Für 2021 wird dann ein Wert von 3,5 Prozent erwartet. Der Schuldenstand der Staaten der Eurozone insgesamt wird damit laut Prognose von 86 Prozent 2019 auf 102,75 Prozent des BIP steigen.
Wie lautet die Prognose für Deutschland?
Für Deutschland erwartet die Kommission einen Absturz des BIP von 6,5 Prozent in diesem Jahr und eine Erholung von 5,9 Prozent für 2021. In Frankreich dürfte es demnach zunächst um 8,2 Prozent nach unten gehen und dann um 7,4 Prozent wieder nach oben. Italien, das besonders stark von der Pandemie betroffen ist, sagt die Brüsseler Behörder sogar ein Konjunkturloch von 9,5 Prozent voraus. Im nächsten Jahr werde es dann 6,5 Prozent Wachstum geben. Auch in Spanien sind die Aussichten mit einem Minus von 9,4 Prozent in diesem Jahr düster, bevor das BIP 2021 wieder um sieben Prozent zulegen dürfte.

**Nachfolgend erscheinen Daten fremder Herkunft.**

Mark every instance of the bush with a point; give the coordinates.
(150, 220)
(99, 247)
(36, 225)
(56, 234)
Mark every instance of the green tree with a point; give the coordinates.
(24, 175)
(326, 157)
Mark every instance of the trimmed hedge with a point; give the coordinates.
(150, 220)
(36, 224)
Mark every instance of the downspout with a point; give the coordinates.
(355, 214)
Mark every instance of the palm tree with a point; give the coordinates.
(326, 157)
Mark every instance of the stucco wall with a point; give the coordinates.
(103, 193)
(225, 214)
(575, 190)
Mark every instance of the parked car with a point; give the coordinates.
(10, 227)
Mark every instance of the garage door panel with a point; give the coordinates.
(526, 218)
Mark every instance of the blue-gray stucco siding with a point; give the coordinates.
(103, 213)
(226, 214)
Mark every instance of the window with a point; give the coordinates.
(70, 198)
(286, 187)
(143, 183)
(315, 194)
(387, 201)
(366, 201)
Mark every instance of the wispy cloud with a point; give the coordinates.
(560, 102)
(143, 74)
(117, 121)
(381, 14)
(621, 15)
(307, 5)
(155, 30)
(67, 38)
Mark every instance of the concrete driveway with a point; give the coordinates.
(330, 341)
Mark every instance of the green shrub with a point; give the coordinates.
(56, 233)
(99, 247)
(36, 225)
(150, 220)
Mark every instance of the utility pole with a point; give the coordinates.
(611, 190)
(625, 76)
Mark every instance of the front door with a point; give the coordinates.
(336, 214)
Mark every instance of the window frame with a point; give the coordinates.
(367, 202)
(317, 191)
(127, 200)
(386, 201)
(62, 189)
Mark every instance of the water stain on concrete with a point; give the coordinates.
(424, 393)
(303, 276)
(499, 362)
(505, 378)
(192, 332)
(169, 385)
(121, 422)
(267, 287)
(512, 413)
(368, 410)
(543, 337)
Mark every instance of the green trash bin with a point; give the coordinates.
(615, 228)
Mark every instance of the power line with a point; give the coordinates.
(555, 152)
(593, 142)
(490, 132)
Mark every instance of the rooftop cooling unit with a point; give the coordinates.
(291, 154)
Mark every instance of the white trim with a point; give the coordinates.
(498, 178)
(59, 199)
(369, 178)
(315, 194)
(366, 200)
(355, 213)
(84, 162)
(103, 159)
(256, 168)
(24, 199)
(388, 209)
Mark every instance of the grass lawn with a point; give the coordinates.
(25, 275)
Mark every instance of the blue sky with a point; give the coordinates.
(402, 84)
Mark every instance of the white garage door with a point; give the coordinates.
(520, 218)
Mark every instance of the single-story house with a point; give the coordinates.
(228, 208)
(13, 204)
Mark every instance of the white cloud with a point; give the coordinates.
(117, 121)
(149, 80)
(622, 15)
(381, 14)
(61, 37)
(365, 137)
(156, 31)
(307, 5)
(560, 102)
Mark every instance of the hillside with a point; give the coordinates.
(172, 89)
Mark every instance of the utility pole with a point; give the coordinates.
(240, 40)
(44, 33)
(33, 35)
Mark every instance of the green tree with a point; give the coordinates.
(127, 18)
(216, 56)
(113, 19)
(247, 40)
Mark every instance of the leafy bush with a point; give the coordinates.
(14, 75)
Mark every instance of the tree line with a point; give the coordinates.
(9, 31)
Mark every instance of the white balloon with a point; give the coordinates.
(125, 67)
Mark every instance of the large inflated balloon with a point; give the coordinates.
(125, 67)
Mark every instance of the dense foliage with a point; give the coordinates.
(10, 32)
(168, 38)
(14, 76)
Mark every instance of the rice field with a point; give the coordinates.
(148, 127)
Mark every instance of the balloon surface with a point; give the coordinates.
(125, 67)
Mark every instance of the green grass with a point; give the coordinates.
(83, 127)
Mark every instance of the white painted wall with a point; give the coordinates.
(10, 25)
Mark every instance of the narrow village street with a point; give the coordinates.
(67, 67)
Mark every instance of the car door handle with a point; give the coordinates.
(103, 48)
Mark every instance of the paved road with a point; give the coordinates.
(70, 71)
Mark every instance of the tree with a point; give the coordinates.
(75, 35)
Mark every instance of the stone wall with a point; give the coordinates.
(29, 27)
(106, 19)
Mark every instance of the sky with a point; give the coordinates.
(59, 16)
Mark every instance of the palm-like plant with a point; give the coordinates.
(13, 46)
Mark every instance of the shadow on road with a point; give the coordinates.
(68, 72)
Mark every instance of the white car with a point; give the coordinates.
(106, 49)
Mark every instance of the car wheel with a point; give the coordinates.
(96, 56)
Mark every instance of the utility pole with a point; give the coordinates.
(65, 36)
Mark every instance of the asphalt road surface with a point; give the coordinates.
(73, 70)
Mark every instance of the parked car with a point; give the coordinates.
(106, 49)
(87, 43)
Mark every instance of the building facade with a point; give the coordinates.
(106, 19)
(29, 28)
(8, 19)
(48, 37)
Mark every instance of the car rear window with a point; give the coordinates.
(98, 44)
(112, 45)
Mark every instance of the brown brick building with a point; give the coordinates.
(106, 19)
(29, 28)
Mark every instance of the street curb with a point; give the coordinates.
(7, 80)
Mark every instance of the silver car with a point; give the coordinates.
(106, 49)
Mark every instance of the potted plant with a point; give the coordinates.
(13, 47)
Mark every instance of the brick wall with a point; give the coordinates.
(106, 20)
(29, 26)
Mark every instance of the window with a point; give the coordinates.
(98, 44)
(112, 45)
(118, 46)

Die EU-Kommission weist darauf hin, dass die Prognose mit außergewöhnlich großen Unsicherheiten behaftet ist. Grundlage sei die Erwartung, dass die Corona-Beschränkungen ab Mai schrittweise gelockert werden. Falle die Pandemie schwerwiegender und länger aus, könnte dies zu einem noch größeren Einbruch der Wirtschaftsleistung führen.